Lagi pula yang aku asuh kan Sean, bukan papa Reza. Jadi jangan takut lagi. Selalu itu yang Ajeng ucapkan di dalam hatinya.
Meski selalu takut juga dengan ucapan papa Reza semalam, tentang Mama Mona yang mungkin saja bisa menyakiti Sean.
Ingat kalimat itu Ajeng seperti tidak percaya, apalagi sejak pertama kali bertemu dengan Mama Mona Ajeng sudah bisa merasakan jika wanita tersebut memiliki hati yang sangat baik, mama Mona juga sangat menyayangi Sean.
"Udah kok, tapi sebelum ke meja makan panggil Mama Mona dulu ya?" pinta Ajeng dan Sean mengangguk.

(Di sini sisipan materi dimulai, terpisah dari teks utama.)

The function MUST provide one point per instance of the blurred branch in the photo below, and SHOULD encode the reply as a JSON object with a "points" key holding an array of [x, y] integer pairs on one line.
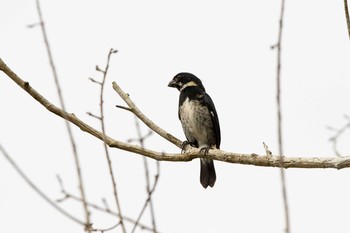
{"points": [[141, 140], [347, 17], [106, 209], [101, 118], [190, 153], [279, 117], [338, 133], [37, 190], [69, 130], [148, 201]]}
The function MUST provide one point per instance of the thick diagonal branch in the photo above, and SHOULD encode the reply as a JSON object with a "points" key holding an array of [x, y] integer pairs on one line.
{"points": [[191, 153]]}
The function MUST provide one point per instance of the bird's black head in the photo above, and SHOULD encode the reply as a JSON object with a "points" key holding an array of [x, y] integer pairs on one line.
{"points": [[183, 80]]}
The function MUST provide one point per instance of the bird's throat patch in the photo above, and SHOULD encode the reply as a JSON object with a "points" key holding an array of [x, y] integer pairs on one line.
{"points": [[189, 84]]}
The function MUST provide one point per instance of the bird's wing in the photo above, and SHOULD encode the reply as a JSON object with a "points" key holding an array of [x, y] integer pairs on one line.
{"points": [[214, 117]]}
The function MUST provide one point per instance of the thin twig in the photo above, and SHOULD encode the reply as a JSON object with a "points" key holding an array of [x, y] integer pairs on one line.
{"points": [[191, 153], [347, 17], [279, 118], [105, 209], [145, 163], [134, 109], [148, 198], [37, 190], [334, 139], [110, 167], [71, 138]]}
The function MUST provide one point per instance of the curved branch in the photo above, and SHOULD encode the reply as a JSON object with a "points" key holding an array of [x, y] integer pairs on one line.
{"points": [[191, 153]]}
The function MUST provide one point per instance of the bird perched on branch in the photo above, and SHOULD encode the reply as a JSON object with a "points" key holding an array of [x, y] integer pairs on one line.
{"points": [[199, 120]]}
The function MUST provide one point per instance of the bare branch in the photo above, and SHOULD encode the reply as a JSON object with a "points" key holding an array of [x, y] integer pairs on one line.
{"points": [[338, 133], [37, 190], [114, 184], [105, 209], [148, 199], [145, 119], [69, 130], [191, 153], [148, 188], [279, 117], [347, 17]]}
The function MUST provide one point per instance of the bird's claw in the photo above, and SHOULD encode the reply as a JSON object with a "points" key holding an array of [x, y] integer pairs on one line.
{"points": [[184, 145], [205, 150]]}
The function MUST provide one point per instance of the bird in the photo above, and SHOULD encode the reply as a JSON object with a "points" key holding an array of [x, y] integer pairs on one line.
{"points": [[199, 121]]}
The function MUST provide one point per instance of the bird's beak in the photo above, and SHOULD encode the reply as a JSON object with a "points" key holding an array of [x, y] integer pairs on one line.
{"points": [[172, 83]]}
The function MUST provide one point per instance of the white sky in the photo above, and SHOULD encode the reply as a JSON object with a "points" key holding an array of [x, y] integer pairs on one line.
{"points": [[227, 45]]}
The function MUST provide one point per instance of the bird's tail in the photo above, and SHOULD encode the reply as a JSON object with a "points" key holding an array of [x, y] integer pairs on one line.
{"points": [[208, 175]]}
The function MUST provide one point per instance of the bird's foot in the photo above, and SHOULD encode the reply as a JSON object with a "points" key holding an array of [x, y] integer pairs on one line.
{"points": [[205, 150], [184, 145]]}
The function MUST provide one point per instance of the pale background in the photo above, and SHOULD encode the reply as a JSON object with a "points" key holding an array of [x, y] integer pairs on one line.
{"points": [[227, 45]]}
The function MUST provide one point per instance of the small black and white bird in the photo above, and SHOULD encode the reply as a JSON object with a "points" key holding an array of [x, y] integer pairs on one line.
{"points": [[199, 120]]}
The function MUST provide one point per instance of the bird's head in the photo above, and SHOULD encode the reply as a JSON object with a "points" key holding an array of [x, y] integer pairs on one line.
{"points": [[183, 80]]}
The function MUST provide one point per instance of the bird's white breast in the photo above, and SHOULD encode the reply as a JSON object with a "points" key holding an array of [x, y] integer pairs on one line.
{"points": [[194, 119]]}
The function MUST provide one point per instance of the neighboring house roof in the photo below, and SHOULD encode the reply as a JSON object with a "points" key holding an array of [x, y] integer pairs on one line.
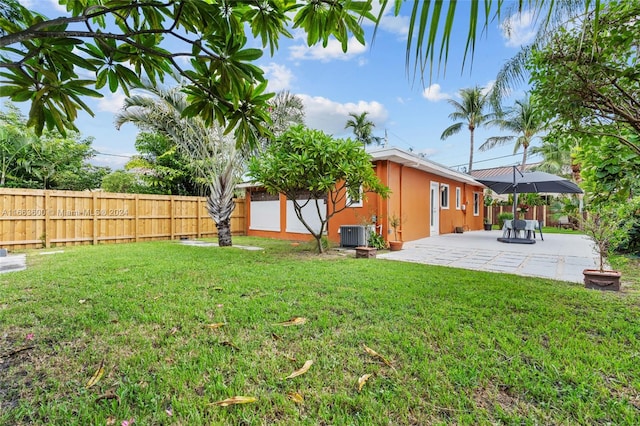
{"points": [[496, 171], [407, 159], [411, 160]]}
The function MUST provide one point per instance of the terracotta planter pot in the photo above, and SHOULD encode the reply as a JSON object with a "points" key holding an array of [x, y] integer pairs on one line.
{"points": [[395, 245], [605, 280]]}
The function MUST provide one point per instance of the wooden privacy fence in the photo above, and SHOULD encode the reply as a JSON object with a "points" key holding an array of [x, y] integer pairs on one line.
{"points": [[44, 218]]}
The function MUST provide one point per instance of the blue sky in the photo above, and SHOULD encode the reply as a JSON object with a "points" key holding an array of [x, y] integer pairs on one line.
{"points": [[370, 78]]}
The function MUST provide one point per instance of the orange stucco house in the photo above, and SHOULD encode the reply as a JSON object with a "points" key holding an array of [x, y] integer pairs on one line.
{"points": [[429, 198]]}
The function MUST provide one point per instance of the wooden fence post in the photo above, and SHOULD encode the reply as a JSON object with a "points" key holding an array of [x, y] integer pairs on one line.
{"points": [[47, 222], [94, 211], [136, 217], [172, 217]]}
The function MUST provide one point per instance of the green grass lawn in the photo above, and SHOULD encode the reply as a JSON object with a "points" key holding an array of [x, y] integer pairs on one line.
{"points": [[463, 347]]}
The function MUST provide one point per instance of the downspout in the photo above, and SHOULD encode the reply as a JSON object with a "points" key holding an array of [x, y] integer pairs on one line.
{"points": [[401, 173]]}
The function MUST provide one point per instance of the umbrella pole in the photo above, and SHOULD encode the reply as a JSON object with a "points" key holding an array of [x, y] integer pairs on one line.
{"points": [[515, 194]]}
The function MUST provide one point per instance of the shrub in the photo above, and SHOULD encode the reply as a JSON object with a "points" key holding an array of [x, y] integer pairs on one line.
{"points": [[376, 241]]}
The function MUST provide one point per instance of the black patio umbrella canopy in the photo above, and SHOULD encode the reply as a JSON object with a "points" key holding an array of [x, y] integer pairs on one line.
{"points": [[530, 182], [536, 182]]}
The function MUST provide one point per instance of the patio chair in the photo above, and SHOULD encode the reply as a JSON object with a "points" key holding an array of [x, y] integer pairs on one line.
{"points": [[540, 225], [564, 222], [519, 226]]}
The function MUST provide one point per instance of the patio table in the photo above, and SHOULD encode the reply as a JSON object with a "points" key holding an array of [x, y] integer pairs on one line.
{"points": [[531, 227]]}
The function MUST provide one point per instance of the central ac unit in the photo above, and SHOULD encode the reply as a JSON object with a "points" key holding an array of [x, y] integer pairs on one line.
{"points": [[353, 236]]}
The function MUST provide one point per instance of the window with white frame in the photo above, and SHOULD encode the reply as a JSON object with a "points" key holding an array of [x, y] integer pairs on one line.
{"points": [[444, 196], [355, 203], [476, 203]]}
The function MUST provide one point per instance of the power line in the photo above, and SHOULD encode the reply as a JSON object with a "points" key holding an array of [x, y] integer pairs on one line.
{"points": [[489, 159]]}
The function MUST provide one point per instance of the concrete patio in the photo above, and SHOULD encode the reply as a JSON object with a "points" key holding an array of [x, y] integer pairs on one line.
{"points": [[559, 256]]}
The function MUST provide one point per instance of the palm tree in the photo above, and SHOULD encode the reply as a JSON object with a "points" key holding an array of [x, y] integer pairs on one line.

Bocah kecil itu lantas berlari menuju kamar mamanya.
masuk begitu saja ke dalam kamar itu karena pintunya tidak dikunci.
Namun sungguh, sikap Sean yang seperti itu berhasil membuat Mona terkejut. Apalagi selama ini dia tidak pernah terbiasa dengan adanya anak-anak di dalam apartemennya.
Alat make up yang sedang dipegang oleh Mona sampai jatuh ke lantai dan pecah.
Pyar!!
"Astaga Sean!! kamu membuat Mama terkejut!" pekik Mona tanpa sadar. dia malah sibuk sendiri untuk mengambil alat make up-nya yang jatuh, tidak melihat wajah keterkejutan sang anak yang terkejut mendengar suara tingginya.
Sean membeku, bagaimana bisa mamanya lebih peduli pada alat make up itu dibanding dirinya sendiri.
"Ma," panggil Sean lirih.
Mona menoleh dan melihat sang anak yang wajahnya nampak pias. Seketika Mona baru sadar jika dia telah salah.
Buru-buru Mona bangkit dari duduknya dan menghampiri sang anak.
"Maafkan mama Sean, mama tidak bermaksud membentakmu. Mama hanya terkejut, lain kali, jangan berlari-lari seperti itu lagi ya?" pinta mama Mona pula.
Dan Sean hanya bisa mengangguk.
Namun apa yang selama ini dia yakini, perlahan mulai memudar. ternyata Mama Mona sama saja seperti papa Reza, di antara mereka berdua tidak ada yang menginginkan dia.
Semuanya sibuk dengan urusan masing-masing.